Tyler Moore: "An Empirical Analysis of Phishing Attack and Defense"


Wednesday, October 1, 2008, 12:00pm to 1:30pm


Maxwell Dworkin 119

CRCS Privacy and Security Lunch Seminar

Date: Wednesday, October 1, 2008
Time: 12:00pm-1:30 pm
Place: Maxwell Dworkin 119

Speaker: Tyler Moore

Title:  An Empirical Analysis of Phishing Attack and Defense:

Abstract: A key way in which banks mitigate the effects of phishing attacks is to remove the fraudulent websites and abusive domain names hosting them. We have gathered and analyzed empirical data on phishing website removal times and the number of visitors that the websites attract. We find that website removal is part of the answer to phishing, but it is not fast enough to completely mitigate the problem. Phishing-website lifetimes follow a long-tailed lognormal distribution — while many sites are removed quickly, others remain much longer. We have found evidence that one group responsible for half of all phishing, the rock-phish gang, cooperates by pooling hosting resources and by targeting many banks simultaneously. The gang’s architectural innovations have significantly extended their websites’ average lifetime. Using response data obtained from the servers hosting
phishing websites, we also provide a ballpark estimate of the total losses due to phishing.

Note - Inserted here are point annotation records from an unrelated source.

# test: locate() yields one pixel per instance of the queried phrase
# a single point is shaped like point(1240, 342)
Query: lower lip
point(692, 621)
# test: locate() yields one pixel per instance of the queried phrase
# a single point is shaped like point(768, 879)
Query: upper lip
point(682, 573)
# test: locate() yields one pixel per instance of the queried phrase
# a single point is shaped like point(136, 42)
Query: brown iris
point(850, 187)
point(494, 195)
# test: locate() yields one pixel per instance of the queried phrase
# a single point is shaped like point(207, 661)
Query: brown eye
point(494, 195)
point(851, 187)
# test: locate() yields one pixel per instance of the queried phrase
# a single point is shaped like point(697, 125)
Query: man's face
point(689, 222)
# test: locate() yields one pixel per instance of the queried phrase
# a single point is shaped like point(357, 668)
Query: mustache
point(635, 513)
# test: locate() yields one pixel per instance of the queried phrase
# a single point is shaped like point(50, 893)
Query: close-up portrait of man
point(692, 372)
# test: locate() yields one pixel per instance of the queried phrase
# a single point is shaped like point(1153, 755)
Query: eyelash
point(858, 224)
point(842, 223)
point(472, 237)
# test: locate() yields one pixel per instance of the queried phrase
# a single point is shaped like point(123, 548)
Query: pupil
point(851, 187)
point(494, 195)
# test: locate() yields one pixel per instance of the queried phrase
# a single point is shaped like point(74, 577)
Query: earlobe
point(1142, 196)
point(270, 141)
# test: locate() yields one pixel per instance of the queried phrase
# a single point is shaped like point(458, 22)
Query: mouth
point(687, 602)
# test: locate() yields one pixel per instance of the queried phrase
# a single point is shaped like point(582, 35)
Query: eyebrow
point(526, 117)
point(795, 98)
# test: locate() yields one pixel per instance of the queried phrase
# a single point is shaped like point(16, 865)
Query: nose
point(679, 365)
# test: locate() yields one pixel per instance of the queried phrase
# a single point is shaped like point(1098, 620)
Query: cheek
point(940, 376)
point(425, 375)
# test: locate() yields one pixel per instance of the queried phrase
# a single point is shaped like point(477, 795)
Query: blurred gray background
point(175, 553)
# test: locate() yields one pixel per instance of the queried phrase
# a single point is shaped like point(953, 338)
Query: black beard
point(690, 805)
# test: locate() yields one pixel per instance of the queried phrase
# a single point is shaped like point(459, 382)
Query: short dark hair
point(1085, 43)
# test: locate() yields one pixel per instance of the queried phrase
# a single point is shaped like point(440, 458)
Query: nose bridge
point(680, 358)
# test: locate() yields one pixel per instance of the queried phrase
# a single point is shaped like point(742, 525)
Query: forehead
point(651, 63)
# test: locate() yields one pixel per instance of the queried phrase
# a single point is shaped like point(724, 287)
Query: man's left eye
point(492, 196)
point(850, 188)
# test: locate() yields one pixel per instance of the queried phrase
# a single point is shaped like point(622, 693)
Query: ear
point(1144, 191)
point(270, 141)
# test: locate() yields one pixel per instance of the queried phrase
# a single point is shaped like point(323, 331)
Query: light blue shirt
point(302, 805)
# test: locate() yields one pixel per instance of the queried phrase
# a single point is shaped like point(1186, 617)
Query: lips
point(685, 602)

Phishing-website removal is often subcontracted to specialist companies. We analyze three months of ‘feeds’ of phishing website URLs from multiple sources, including two such companies. We demonstrate that in each case huge numbers of websites may be known to others, but the company with the take-down contract remains unaware, or learns of sites only belatedly. Upon calculating the resultant increase in lifetimes caused by the take-down company’s lack of action, the results categorically demonstrate that significant amounts of money are being put at risk by the failure to share proprietary feeds of URLs.

Bio: Moore’s research interests include the economics of information security, the study of electronic crime, and the development of policy for strengthening security. Moore completed his PhD in Computer Science at the University of Cambridge (UK), supervised by Ross Anderson. His PhD thesis investigated cooperative attack and defense in the design of decentralized wireless networks and through empirical analysis of phishing attacks on the Internet. Moore has co-authored a report for the European Union detailing policy recommendations for overcoming failures in the provision of information security. As an undergraduate, he studied at the University of Tulsa, identifying several vulnerabilities in the public telephone network’s underlying signaling protocols. Moore’s PhD studies were supported by a British Marshall Scholarship and US National Science Foundation Graduate Research Fellowship.